Chris: It’s exciting for us to see what happens, and for the fans as well. Everyone invested in the show knows that Jimmy and Gretchen are not the kind of people who he would go down on one knee to propose to her. He wouldn’t book a surprise holiday. He’s just not that kind of guy. So what’s the alternative to that? What would Jimmy and Gretchen do, as other people wouldn’t do?
Even though most people aren’t fighting the fear of becoming a “Sweater Person” by having a coke binge all night long with their partner, it is a legitimate concern that many couples have, that they’ll lose their edge or sense of adventure by settling down. So it is a heightened version of a very relatable thing.

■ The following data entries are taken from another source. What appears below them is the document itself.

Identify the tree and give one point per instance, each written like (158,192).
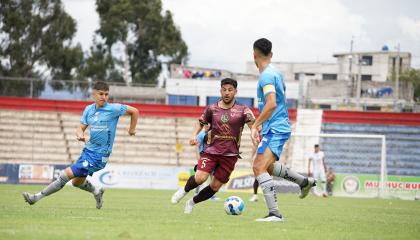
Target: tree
(413,76)
(145,34)
(100,65)
(35,42)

Aya: Completely. I think the word “heightened” is resonant for me. First of all, we don’t improv on this show. The language is slightly heightened. It’s a very specific tone created by the writers. I don’t know a ton of people who are exactly like Jimmy and Gretchen in terms of their behavior. But in terms of their desires, they are incredibly relatable. No, I may not go on a coke binge in order to feel cool and hip, but I definitely have that feeling of, “Oh God, I’m married and have a Volvo.” What does that say about who I am? And trying to combat that and do things that make me feel connected to another part of myself that is younger or less settled. So that’s what I think people connect to, but lived out to an exponential degree by Jimmy and Gretchen.
How often are you asked to list your own vices and transgressions because you’re playing Jimmy and Gretchen? I imagine that people are curious. What’s it like to be constantly asked to publicly recount your craziest all-nighters?
Chris: We are quite often asked what our Sunday Funday would be in real life, and I always fear that we disappoint the journalists because Aya and I are both married and not necessarily as outrageous as Jimmy and Gretchen.
Aya: We actually just finished an interview about being on Tinder and dating and being single.
Chris: We had no idea.
Aya: We were just like, “I don’t know.” “Never heard of that.” (Laughs)
So often actors are conflated with their characters. But this must be an even wilder experience of that, given the nature of Jimmy and Gretchen’s behavior.
Aya: But the truth is, like, I don’t know—actors generally can’t play exactly themselves because they have no perspective. So you can’t make very interesting choices. But if you’re past that point in your life you can have more perspective about it and make more interesting choices because you can both identify and separate from it. So I think it’s probably good that we’re so different. Because obviously we wouldn’t be showing up to work on time and professional. (Laughs) We would probably be fired if we were actually Jimmy and Gretchen.